La porte entre-ouverte

4 mins

Myriam et Jack habitaient une petite maison qu’ils louaient pour une somme modique. Leurs enfants, devenus grands, étaient partis faire leurs vies, ils avaient alors décidé de déménager pour un plein pied, plus petit et plus facile d’entretien. Les plafonds étaient assez bas et il y faisait un peu sombre. Jack s’y sentait un peu à l‘étroit mais tant que Myriam était à ses côtés, il était satisfait. Myriam aurait bien vécu ailleurs s’il n’avait pas fallu tout redémménager, ce qui la décourageait un peu. 

Le jour de l’état des lieux de rentrée, ils avaient tous les deux remarqué, dans la cuisine, une porte du genre « porte de secours » avec une barre rouge au milieu et qui ne s’ouvrait que dans un sens.

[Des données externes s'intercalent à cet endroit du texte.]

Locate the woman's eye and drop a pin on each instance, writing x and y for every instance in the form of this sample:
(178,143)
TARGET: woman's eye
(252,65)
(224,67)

Le propriétaire leur avait dit qu’il ne fallait jamais l’ouvrir. Ils se demandaient où elle pouvait bien mener car elle se trouvait encastrée dans un mur mitoyen, peut-être donnait-elle accès chez les voisins. Au début intrigués, ils finirent par s’habituer et après un certain temps ils ne la remarquaient plus.

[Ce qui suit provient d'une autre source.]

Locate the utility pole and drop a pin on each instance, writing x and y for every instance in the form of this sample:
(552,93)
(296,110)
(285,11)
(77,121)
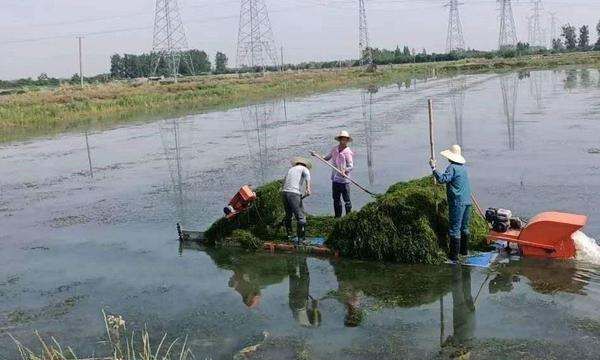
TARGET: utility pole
(79,38)
(553,22)
(537,32)
(366,53)
(169,40)
(508,31)
(256,44)
(455,40)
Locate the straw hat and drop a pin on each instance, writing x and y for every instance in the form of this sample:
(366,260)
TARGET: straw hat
(454,154)
(345,134)
(303,161)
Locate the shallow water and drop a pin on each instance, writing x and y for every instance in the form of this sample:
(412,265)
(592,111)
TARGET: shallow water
(88,224)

Un dimanche après avoir mangé, Jack était allongé dans le divan et s’ endormait en ronflant assez fort ce qui énervait toujours Myriam qui pendant ce temps- là faisait la vaisselle. En rangeant les plats dans une armoire qui se situait juste à coté de la fameuse porte, elle remarqua un rayon de lumière qui rentrait dans la maison, s’approcha et vit que la porte était entrouverte, les mots du propriétaire résonnèrent dans sa tête : « Cette porte ne doit jamais être ouverte ». Sa curiosité plus forte que tout lui fît pousser la porte un peu plus afin de jeter un œil vers l’extérieur. Quelle ne fût sa surprise d’entrevoir un paysage qui semblait luxuriant. N’y tenant plus elle franchit le pas et n’en crut pas ses yeux, le décor était majestueux, elle n’avait jamais vu un tableau si somptueux. Il y avait là des collines, des prairies, des arbres aux formes harmonieuses, des couleurs à couper le souffle, des ruisseaux qui chantaient, des animaux plus beaux les uns que les autres qui avaient l’air de vivre en harmonie. Le soleil brillait de tous ses feux et un petit vent frais détendait l’atmosphère.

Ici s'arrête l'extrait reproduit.